O que o Novo Código de Processo Civil diz sobre Recursos Especial e Extraordinário

Atenção: Essa postagem é o resumo de um artigo completo  Breves notas sobre as alterações promovidas pelo Novo Código de Processo Civil. Para fazer download do artigo completo, clique aqui

A discussão que envolve as alterações previstas pelo Novo Código de Processo Civil (NCPC) para os Recursos Especial e Extraordinário vai além da questão do exercício de sua admissibilidade, questão esta, inclusive, já superada pela Lei nº 13.256/2016, que o manteve pela presidência ou vice-presidência (conforme o regimento interno de cada tribunal) do tribunal de origem.

Sendo instrumentos de formação de precedentes, os Recursos Especial e Extraordinário, tiveram, portanto, atenção especial do legislador, tanto que a nova redação referente a estes recursos extremos tem parte encarregada apenas para regular as disposições comuns aos dois recursos.

A abertura da via extraordinária significa o julgamento dos fatos do processo, onde o direito é previsto e se requer o julgamento na forma da lei, ou seja, não serão reexaminadas as provas produzidas no processo nesta fase recursal. Mas isto não quer dizer que os fatos não serão considerados pelo julgador, já que são estes essenciais para a conclusão do processo, tanto que o tribunal extremo deverá, depois de fixar a tese de direito, julgar aquele processo.

Os recursos extremos são de difícil conhecimento pelo órgão julgador, porque possuem vários obstáculos a serem transpostos, mas uma vez admitido, será ele como qualquer outro recurso, ou seja, julga-se a causa examinando-se tudo aquilo posto nos autos. A única diferença é que também servirá o recurso como um instrumento para a fixação do entendimento.
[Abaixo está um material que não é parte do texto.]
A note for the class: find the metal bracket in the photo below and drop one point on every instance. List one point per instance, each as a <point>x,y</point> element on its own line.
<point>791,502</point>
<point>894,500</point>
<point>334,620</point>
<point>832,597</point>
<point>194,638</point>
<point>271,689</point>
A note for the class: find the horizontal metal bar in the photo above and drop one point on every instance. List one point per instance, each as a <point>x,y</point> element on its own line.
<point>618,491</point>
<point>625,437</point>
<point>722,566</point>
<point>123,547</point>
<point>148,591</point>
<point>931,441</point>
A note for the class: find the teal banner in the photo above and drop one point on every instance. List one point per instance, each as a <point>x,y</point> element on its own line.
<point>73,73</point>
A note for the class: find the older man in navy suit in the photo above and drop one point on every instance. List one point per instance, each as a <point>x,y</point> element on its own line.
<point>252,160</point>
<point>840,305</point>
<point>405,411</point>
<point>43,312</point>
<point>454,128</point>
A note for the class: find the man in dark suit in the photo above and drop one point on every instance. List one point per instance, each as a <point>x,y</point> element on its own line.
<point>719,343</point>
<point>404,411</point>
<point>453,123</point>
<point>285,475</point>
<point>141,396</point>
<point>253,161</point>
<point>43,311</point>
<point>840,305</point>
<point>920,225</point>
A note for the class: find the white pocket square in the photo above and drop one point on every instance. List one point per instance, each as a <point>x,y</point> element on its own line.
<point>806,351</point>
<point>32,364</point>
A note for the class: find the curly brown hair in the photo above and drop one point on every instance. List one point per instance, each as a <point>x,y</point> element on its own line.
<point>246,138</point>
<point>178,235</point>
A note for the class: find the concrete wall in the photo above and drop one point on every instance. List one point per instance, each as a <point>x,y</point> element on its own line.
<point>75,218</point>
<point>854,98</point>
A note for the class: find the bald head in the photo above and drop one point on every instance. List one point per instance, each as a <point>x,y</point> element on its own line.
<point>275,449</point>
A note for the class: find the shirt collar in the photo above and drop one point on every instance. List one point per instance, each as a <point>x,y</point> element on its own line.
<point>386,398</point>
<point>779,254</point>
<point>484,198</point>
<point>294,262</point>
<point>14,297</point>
Quando o recurso inserido for fundado em desacordo jurisprudencial, ainda se faz necessário a distinção entre a decisão recorrida e aquela firmada como padrão (o ‘cotejo analítico’ das decisões), como requisito para o conhecimento do recurso (parte final do parágrafo primeiro do artigo 1.029, NCPC).

Talvez uma das grandes modificações previstas pela Lei nº 13.105/15 seria o dever de o tribunal, quando do exame de admissibilidade de recurso fundado em desacordo jurisprudencial, também ter o dever de demonstrar a distinção que afastasse o acórdão recorrido daquele escolhido como padrão para não conhecer do recurso, porém, esta norma que estava prevista no parágrafo segundo do artigo 1.029, do NCPC, foi revogada pela Lei nº 13.256/16.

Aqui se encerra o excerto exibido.